No quarto capítulo será analisado o princípio da razoável duração do processo eletrônico (e-processo), bem como o dever atribuído ao sistema de justiça de assegurar os meios necessários para a celeridade processual. A Constituição da República Portuguesa consagrou o princípio da razoável duração do processo no art. 20º, quando garantiu aos litigantes um prazo razoável para a decisão da causa em que intervenham. A Convenção Europeia de Direitos do Homem, de 1950, já continha regra em sentido idêntico. O Brasil é signatário da Convenção Americana de Direitos Humanos, de 1969, também conhecida como Pacto de São José da Costa Rica, que prevê um julgamento em prazo razoável por um tribunal competente, independente e imparcial.

A reforma constitucional gerada pela Emenda n. 45, de 2004, inseriu no art. 5º, LXXVIII, da Constituição Federal o princípio da razoável duração do processo. Esse capítulo tratará também da qualificação técnica de magistrados e de funcionários para usar as ferramentas digitais, diante da construção de um novo modelo de gestão de educação das escolas judiciais, a fim de lhes permitir ter um completo domínio das ferramentas tecnológicas adotadas. Para isso, será estudado o conteúdo formativo das escolas de Magistratura no Brasil e do CEJ em Portugal, bem como serão estudadas as características dos perfis geracionais dos juízes luso-brasileiros.

Ao longo deste trabalho algumas questões fundamentais serão suscitadas. A primeira é se o uso de tecnologia eletrônica pode gerar uma substancial melhoria processual. Para obter essa resposta impõe-se a análise de dados estatísticos oficiais colhidos depois da instalação do processo eletrônico em Portugal e no Brasil. Outro aspecto será analisado: será que a migração do processo físico para o digital em pouco tempo (menos de cinco anos entre o anúncio e a implantação) e a quantidade de ferramentas tecnológicas existentes nos sistemas de justiça dos dois países lusófonos já tiveram efeito positivo sobre ambos? Também será analisado o custo da manutenção dos parques tecnológicos informáticos pelos dois sistemas de justiça, a fim de saber se o investimento em novas ferramentas eletrônicas, que consomem altíssima fatia do orçamento judiciário, pode ser justificado.

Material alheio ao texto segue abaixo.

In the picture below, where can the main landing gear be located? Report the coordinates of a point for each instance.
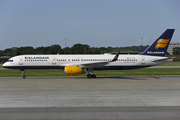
(23, 73)
(90, 71)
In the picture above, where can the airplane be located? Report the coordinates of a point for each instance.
(79, 64)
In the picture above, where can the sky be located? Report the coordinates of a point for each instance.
(97, 23)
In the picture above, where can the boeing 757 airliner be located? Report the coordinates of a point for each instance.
(79, 64)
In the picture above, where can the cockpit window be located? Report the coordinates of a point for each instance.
(10, 61)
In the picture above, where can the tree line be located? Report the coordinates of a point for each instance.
(75, 49)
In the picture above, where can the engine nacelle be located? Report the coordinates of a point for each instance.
(74, 70)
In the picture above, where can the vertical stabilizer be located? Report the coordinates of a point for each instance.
(159, 47)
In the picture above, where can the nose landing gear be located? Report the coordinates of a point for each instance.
(90, 75)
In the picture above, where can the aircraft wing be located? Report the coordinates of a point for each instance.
(93, 64)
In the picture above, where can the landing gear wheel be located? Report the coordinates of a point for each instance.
(91, 76)
(94, 76)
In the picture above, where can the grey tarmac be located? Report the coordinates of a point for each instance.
(52, 98)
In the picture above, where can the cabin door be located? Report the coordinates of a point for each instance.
(142, 60)
(54, 61)
(21, 61)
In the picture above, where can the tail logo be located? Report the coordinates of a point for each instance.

Por fim, indagar-se-á se essas ferramentas digitais têm o condão de melhorar efetivamente o acesso à e-Justiça, de levar a julgamentos mais rápidos e de reduzir os prazos processuais médios em relação aos existentes antes da primeira década do século XXI.

Assim, os argumentos centrais deste livro estão ancorados na afirmação de que a aplicação de novas tecnologias ao processo judicial pode, efetivamente, levar a um modelo de sistema de justiça que seja mais transparente, acessível, ágil e eficiente. E, claro, como isso tudo pode ser realmente benéfico para a população, a maior destinatária desse sistema.

Ao final, espera-se poder comprovar que as ferramentas eletrônicas utilizadas trazem melhorias funcionais ao processo judicial, além de poder facilitar o acesso dos jurisdicionados à nova e-Justiça.

Em suma, esta obra pensa o uso da tecnologia como um potente motor que servirá para acelerar a modernização judiciária, principalmente se o uso das novas ferramentas digitais estiver focado no objetivo do sistema de justiça de vir a atingir uma duração realmente razoável do processo.